Last winter Team Alameda member Ron Arth called me up to offer me a beachcruiser bike for our exchange student girls to ride. I still have that and it is being put to good use by my current exchange student Joe, from Guangzhou China. Our other host son, Lorenz from Germany, is digging my Specialized Rockhopper, and he completed a 20 mile hill ride on it last weekend.

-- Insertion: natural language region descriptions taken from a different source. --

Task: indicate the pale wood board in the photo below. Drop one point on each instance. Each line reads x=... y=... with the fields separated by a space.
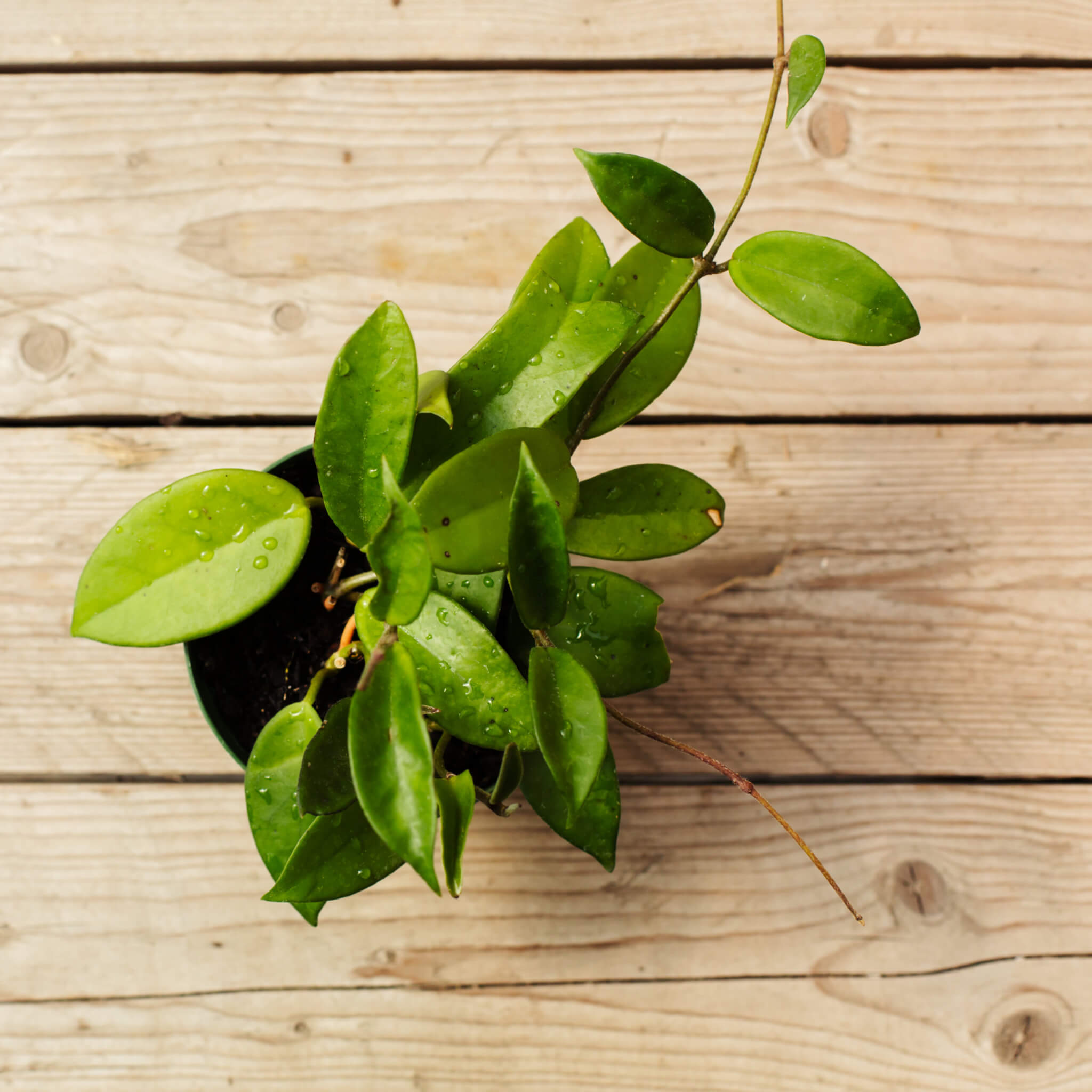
x=152 y=890
x=986 y=1029
x=929 y=612
x=205 y=244
x=384 y=31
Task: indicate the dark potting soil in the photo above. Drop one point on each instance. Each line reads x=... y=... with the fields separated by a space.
x=247 y=673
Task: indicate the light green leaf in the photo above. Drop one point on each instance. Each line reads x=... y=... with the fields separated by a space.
x=650 y=510
x=391 y=759
x=367 y=412
x=194 y=558
x=825 y=288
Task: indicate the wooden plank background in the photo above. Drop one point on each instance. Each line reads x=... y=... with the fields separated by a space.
x=895 y=629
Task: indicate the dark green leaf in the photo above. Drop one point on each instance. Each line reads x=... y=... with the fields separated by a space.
x=609 y=627
x=367 y=412
x=480 y=593
x=270 y=788
x=825 y=288
x=511 y=775
x=807 y=61
x=637 y=512
x=463 y=672
x=338 y=856
x=661 y=207
x=537 y=557
x=326 y=784
x=575 y=259
x=457 y=800
x=399 y=555
x=464 y=504
x=391 y=759
x=569 y=720
x=645 y=281
x=596 y=828
x=194 y=558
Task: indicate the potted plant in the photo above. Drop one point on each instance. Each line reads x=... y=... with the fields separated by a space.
x=387 y=629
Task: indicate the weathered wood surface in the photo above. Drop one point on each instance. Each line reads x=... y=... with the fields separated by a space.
x=985 y=1029
x=153 y=890
x=205 y=244
x=929 y=612
x=382 y=31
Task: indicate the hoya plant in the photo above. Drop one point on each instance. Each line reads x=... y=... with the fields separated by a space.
x=453 y=653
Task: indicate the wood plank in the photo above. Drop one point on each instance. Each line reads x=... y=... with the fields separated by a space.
x=65 y=32
x=929 y=615
x=985 y=1029
x=205 y=244
x=149 y=890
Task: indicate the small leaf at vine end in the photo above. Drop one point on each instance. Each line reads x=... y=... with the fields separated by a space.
x=661 y=207
x=400 y=556
x=537 y=556
x=807 y=62
x=457 y=798
x=391 y=760
x=571 y=722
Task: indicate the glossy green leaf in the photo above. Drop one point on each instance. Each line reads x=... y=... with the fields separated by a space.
x=480 y=593
x=400 y=557
x=338 y=856
x=596 y=828
x=463 y=672
x=391 y=758
x=463 y=505
x=637 y=512
x=326 y=784
x=194 y=558
x=270 y=789
x=457 y=798
x=433 y=396
x=807 y=62
x=537 y=556
x=510 y=776
x=645 y=281
x=661 y=207
x=611 y=628
x=575 y=259
x=367 y=412
x=569 y=720
x=825 y=288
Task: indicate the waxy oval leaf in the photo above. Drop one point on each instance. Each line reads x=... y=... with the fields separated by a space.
x=807 y=62
x=463 y=672
x=391 y=758
x=825 y=288
x=650 y=510
x=457 y=799
x=326 y=784
x=611 y=627
x=537 y=557
x=463 y=505
x=596 y=827
x=338 y=856
x=575 y=259
x=569 y=720
x=367 y=412
x=194 y=558
x=661 y=207
x=270 y=789
x=399 y=555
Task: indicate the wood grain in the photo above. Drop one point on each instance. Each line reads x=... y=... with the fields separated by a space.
x=205 y=244
x=985 y=1029
x=928 y=609
x=69 y=32
x=153 y=890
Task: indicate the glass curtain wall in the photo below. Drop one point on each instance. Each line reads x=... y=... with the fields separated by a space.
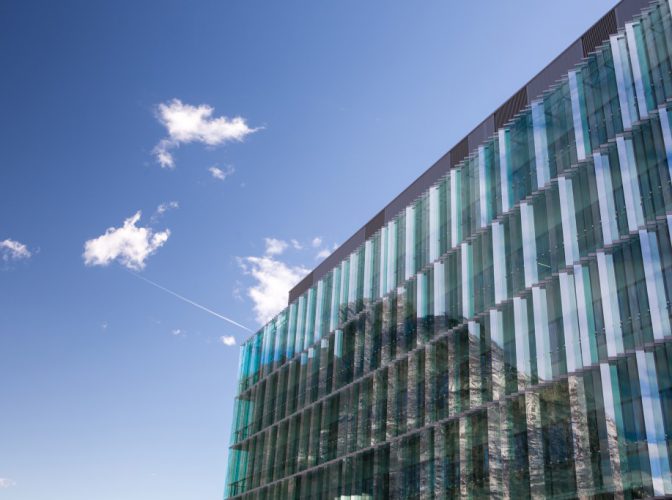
x=508 y=333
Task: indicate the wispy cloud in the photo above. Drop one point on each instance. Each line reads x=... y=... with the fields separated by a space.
x=11 y=250
x=189 y=301
x=6 y=483
x=275 y=246
x=130 y=245
x=185 y=124
x=273 y=279
x=220 y=174
x=162 y=209
x=229 y=340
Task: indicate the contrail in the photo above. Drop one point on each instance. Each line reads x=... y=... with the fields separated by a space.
x=189 y=301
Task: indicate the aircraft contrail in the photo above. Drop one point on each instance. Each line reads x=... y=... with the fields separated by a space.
x=195 y=304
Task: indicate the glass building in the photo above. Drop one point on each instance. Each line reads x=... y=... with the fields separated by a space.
x=502 y=328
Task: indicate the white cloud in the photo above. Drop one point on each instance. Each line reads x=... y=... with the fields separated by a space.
x=185 y=124
x=13 y=250
x=323 y=254
x=274 y=279
x=228 y=340
x=164 y=207
x=130 y=245
x=6 y=483
x=275 y=246
x=220 y=174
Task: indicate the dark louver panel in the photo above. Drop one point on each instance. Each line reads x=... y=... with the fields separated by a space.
x=459 y=152
x=509 y=109
x=599 y=33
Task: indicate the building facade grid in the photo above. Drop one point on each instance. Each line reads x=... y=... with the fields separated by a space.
x=508 y=333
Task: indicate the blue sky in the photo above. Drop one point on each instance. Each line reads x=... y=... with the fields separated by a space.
x=115 y=389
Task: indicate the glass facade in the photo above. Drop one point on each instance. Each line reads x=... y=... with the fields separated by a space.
x=508 y=333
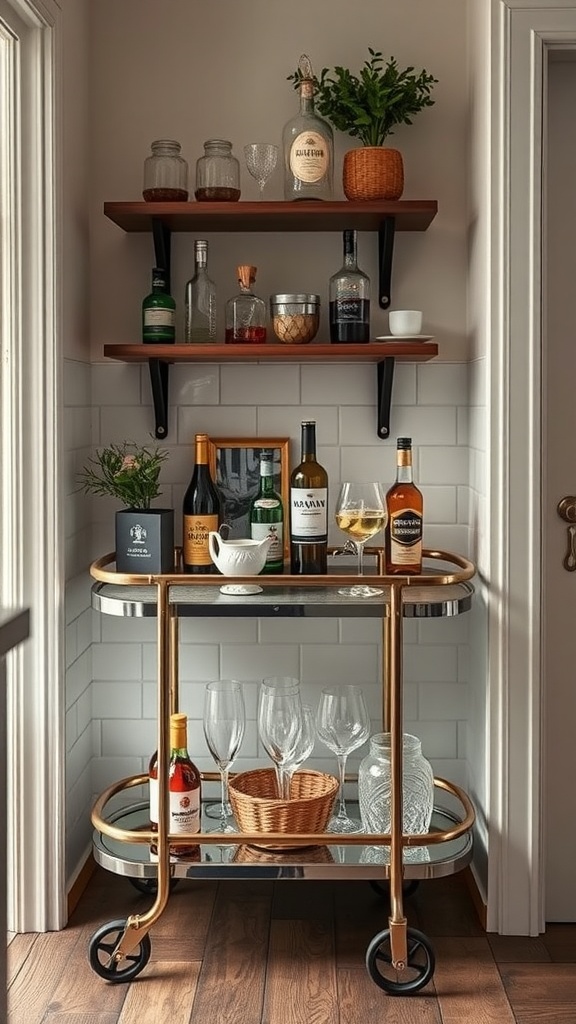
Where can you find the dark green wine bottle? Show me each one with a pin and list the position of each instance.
(159, 311)
(266, 515)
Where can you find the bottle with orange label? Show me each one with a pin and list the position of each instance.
(201, 513)
(183, 791)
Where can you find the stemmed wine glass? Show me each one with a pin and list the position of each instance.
(224, 720)
(280, 724)
(304, 744)
(342, 724)
(261, 159)
(361, 512)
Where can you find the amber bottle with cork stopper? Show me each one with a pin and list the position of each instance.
(183, 790)
(245, 312)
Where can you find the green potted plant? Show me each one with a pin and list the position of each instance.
(368, 107)
(145, 536)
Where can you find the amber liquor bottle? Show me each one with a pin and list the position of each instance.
(405, 507)
(183, 791)
(201, 513)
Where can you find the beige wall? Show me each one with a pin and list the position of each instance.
(195, 71)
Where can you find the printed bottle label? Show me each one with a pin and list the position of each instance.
(259, 531)
(184, 812)
(159, 316)
(406, 537)
(196, 529)
(309, 157)
(309, 519)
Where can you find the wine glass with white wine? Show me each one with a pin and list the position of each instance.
(361, 512)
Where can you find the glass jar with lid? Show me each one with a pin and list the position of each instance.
(165, 173)
(217, 173)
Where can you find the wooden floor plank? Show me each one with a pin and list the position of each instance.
(360, 999)
(232, 979)
(300, 980)
(467, 983)
(541, 991)
(164, 993)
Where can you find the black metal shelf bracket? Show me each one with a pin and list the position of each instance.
(385, 378)
(159, 369)
(385, 252)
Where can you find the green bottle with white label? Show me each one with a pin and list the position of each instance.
(266, 515)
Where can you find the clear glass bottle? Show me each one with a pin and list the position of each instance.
(217, 173)
(246, 313)
(374, 786)
(200, 300)
(159, 311)
(350, 297)
(266, 515)
(405, 506)
(165, 173)
(307, 142)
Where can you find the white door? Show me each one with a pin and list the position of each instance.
(560, 480)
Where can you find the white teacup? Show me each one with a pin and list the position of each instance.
(405, 323)
(238, 557)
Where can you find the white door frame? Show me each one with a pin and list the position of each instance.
(31, 485)
(522, 30)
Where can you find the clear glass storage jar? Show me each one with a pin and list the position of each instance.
(374, 786)
(217, 173)
(165, 173)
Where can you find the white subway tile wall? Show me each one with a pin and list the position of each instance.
(430, 403)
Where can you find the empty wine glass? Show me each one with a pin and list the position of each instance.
(261, 159)
(361, 512)
(342, 724)
(304, 744)
(224, 719)
(280, 723)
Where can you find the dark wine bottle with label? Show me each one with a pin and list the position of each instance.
(350, 298)
(309, 510)
(202, 511)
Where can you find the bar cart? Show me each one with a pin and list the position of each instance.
(400, 960)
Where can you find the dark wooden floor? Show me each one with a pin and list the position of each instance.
(289, 952)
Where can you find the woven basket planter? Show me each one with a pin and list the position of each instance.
(373, 173)
(252, 795)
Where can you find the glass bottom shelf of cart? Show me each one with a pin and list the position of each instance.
(240, 860)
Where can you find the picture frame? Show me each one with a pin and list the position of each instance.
(235, 469)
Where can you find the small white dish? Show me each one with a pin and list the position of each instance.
(407, 337)
(240, 589)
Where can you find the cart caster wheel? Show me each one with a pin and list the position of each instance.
(150, 886)
(418, 971)
(383, 888)
(104, 943)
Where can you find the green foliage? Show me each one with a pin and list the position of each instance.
(126, 471)
(369, 105)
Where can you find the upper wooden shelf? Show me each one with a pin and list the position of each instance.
(370, 352)
(410, 215)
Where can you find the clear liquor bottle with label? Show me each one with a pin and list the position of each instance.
(201, 513)
(405, 507)
(183, 791)
(307, 142)
(159, 311)
(309, 510)
(266, 515)
(350, 297)
(245, 312)
(200, 300)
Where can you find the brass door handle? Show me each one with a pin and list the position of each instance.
(567, 511)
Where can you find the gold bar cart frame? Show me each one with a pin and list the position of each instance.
(167, 634)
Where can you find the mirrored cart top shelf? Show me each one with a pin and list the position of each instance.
(370, 352)
(410, 215)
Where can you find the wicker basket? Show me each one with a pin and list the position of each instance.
(373, 173)
(252, 795)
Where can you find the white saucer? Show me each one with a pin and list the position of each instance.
(404, 337)
(241, 589)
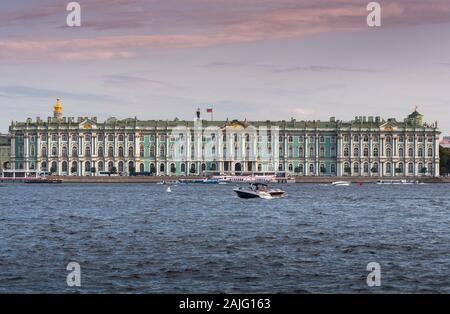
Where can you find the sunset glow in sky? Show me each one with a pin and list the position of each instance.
(254, 59)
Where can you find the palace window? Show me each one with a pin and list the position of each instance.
(388, 152)
(64, 166)
(322, 151)
(346, 152)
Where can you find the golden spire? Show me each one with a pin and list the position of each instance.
(57, 113)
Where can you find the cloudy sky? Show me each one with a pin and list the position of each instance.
(254, 59)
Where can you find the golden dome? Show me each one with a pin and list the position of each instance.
(58, 106)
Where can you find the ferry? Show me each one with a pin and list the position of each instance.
(259, 190)
(341, 183)
(397, 182)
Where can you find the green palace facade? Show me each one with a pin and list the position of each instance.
(365, 146)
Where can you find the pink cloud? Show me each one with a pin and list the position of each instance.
(217, 22)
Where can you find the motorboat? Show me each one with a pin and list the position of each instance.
(341, 183)
(259, 190)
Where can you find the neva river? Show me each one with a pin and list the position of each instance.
(203, 239)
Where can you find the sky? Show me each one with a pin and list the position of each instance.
(249, 59)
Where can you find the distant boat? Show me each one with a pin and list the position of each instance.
(341, 183)
(397, 182)
(259, 190)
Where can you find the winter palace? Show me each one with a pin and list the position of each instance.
(365, 146)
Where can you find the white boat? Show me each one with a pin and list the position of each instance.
(396, 182)
(341, 183)
(259, 190)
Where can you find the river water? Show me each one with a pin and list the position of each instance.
(136, 238)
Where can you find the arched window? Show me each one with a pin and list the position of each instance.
(388, 152)
(44, 151)
(64, 166)
(375, 152)
(152, 151)
(74, 167)
(356, 168)
(388, 168)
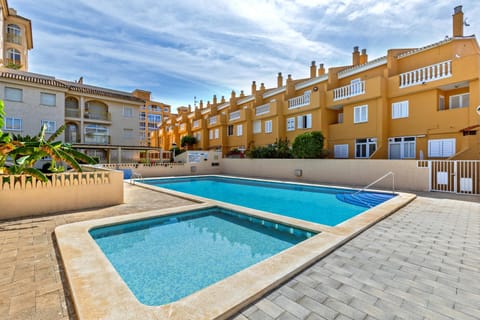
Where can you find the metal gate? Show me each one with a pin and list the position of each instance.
(457, 176)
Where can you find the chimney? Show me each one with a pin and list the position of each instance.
(321, 70)
(279, 80)
(458, 22)
(355, 56)
(313, 70)
(363, 56)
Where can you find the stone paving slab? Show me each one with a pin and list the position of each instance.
(423, 262)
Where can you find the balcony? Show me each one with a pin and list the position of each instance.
(234, 115)
(353, 89)
(72, 113)
(101, 116)
(299, 101)
(263, 109)
(426, 74)
(96, 139)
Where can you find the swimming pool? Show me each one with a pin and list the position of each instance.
(165, 259)
(311, 203)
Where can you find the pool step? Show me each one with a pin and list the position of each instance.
(364, 199)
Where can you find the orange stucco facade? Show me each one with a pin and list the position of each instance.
(420, 103)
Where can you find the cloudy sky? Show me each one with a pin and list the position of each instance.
(183, 49)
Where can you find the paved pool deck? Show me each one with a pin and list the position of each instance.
(422, 262)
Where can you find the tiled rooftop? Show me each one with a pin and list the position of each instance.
(423, 262)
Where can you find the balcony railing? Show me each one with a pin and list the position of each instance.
(96, 139)
(234, 115)
(426, 74)
(72, 113)
(299, 101)
(103, 116)
(263, 109)
(353, 89)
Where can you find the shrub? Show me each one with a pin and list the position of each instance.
(308, 145)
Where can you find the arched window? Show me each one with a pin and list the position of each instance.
(14, 57)
(14, 34)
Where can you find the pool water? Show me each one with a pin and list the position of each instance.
(165, 259)
(310, 203)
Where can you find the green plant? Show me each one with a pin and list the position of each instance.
(308, 145)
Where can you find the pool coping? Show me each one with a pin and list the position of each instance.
(98, 292)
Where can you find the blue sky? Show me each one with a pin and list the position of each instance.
(186, 48)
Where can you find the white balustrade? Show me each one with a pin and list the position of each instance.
(426, 74)
(299, 101)
(263, 109)
(354, 89)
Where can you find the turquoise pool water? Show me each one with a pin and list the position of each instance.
(310, 203)
(165, 259)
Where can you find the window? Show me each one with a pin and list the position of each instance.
(401, 148)
(290, 124)
(257, 126)
(304, 122)
(340, 151)
(14, 56)
(400, 110)
(239, 130)
(13, 124)
(128, 112)
(13, 94)
(14, 34)
(364, 148)
(460, 101)
(268, 126)
(48, 99)
(441, 148)
(230, 130)
(360, 114)
(127, 133)
(51, 125)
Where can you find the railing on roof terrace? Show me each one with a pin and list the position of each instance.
(426, 74)
(263, 109)
(353, 89)
(299, 101)
(234, 115)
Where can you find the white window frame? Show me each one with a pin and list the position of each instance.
(239, 130)
(340, 151)
(360, 114)
(441, 148)
(13, 124)
(400, 109)
(290, 124)
(128, 112)
(461, 100)
(13, 94)
(51, 125)
(48, 99)
(304, 121)
(405, 143)
(257, 126)
(367, 143)
(268, 126)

I ride my Miyata road bike to work everyday. I reset the odometer after my heart tuneup, symbolic of starting over, and I now have 657 miles on it. Riding to and from Bay Farm island. Nothing else. 11 miles every day. Its a workout coming back in the afternoon into the incessant fog blown headwinds, no even worse, it can be excruciating. Not unlike being waterboarded. Ok, maybe not that bad. But it can be really bad. I've found that stuffing paper in my ears helps a lot to mute the howling wind in my ears. I'm convinced from doing this day after day that the sound of wind whipping my ears is the worst mental obstacle to overcome, it saps my strength and morale. But it didn't kill me, so I must be stronger.
And still there are more bikes: the Army bike with its new fat slicks sits in the garage awaiting a ride to the produce stand. I also ride the AMF Huffy cruiser bike, rusty and grungy, but surprisingly capable and almost theft proof. Almost. Last but not least is my Lemond, still rocking the ultra low hill gears, still riding like the trusty steed it is. It is very good at what it does, which is extreme grade riding. Oh yeah, Cathy has two bikes as well.
So... lots of bikes in and around the house. A bike for every reason, a bike for every season, a bike fore every guest from every country. Living the bike life, hardly using the car, building my carbon credits and lowering my carbon footprint. Bikes....what amazing machines! I love 'em.